Figure 3 Design Concept of Quinoline-Linked Ionic Covalent Organic Framework
Breakthrough 4
To tackle the challenge of insufficient activity in porous electrodes, the team took an innovative approach by modifying a porphyrin polymer (PPCMP-Cu) through copper ion coordination. The introduction of copper ions (Figure 4) reshapes the electron cloud structure, narrows the band gap, and boosts the ion diffusion rate by 38 times. This results in an ultra-high energy density of 702 Wh/kg. At a current density of 5 A/g, the material enables fast charging in just 76 seconds, with a power density exceeding 12,000 W/kg. This study opens a new path for overcoming the limitations in electrode kinetics and was published in Chemical Science (2025, DOI: 10.1039/D4SC08244C).
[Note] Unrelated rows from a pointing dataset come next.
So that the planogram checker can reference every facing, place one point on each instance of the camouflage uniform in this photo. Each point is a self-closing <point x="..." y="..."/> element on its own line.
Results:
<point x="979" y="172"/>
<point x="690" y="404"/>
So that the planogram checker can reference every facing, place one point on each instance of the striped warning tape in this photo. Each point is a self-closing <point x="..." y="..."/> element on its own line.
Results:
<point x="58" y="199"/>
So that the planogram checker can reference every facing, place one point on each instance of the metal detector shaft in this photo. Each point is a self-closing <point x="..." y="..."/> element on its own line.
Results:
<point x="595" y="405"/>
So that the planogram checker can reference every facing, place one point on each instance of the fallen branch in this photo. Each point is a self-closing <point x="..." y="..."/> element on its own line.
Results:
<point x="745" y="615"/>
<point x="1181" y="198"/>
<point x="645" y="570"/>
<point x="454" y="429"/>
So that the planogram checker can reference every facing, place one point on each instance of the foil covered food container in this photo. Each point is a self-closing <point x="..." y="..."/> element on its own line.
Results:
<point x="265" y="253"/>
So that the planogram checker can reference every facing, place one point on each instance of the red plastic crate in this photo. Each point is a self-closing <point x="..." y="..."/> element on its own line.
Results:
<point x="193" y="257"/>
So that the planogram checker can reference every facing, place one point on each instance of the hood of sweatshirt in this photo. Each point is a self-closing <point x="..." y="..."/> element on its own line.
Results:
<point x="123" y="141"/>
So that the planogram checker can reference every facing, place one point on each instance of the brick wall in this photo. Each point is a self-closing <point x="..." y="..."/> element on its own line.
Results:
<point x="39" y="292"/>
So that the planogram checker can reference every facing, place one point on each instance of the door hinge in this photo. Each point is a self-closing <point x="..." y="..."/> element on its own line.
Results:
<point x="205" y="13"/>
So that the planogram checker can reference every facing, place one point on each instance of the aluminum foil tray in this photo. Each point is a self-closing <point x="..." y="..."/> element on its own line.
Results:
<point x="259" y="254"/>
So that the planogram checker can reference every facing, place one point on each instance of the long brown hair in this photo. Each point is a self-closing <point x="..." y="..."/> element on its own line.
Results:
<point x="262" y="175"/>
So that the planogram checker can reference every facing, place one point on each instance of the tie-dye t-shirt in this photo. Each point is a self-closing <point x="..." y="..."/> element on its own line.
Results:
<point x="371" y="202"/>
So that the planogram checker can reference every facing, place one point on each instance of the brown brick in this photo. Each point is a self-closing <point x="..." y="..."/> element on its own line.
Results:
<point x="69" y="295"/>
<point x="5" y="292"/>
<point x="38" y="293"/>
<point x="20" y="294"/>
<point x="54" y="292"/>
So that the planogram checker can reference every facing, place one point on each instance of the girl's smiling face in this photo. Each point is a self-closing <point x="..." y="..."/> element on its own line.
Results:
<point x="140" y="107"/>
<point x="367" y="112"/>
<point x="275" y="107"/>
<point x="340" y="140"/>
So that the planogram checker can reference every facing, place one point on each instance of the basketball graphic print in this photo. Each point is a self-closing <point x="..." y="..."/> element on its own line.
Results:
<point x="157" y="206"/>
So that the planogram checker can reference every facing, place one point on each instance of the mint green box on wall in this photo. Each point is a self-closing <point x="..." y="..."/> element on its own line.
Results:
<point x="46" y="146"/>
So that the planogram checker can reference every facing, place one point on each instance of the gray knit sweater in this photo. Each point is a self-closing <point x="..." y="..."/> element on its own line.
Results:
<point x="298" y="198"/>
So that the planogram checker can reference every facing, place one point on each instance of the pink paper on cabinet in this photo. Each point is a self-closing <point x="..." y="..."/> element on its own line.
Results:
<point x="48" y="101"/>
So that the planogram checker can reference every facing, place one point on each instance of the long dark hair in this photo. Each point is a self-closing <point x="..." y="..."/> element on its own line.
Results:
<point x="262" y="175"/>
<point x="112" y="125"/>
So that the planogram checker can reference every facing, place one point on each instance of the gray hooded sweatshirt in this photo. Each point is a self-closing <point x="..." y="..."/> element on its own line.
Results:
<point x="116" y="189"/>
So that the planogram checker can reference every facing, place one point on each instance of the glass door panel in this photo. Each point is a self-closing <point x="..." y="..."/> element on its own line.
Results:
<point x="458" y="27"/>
Figure 4 Conceptual Diagram of Copper-Mediated Bipolar Porphyrin-Based CMP Design
The research was completed by the College of Materials Science and Engineering and the State Key Laboratory of Advanced Fiber Materials at DHU, with support from the National Natural Science Foundation of China, among other funding sources. Currently, this series of technologies has completed laboratory validation, and the team is collaborating with industry partners to advance its industrialization.
With ongoing support from national key research and development programs, lightweight but ultra-high-energy batteries is rapidly approaching reality.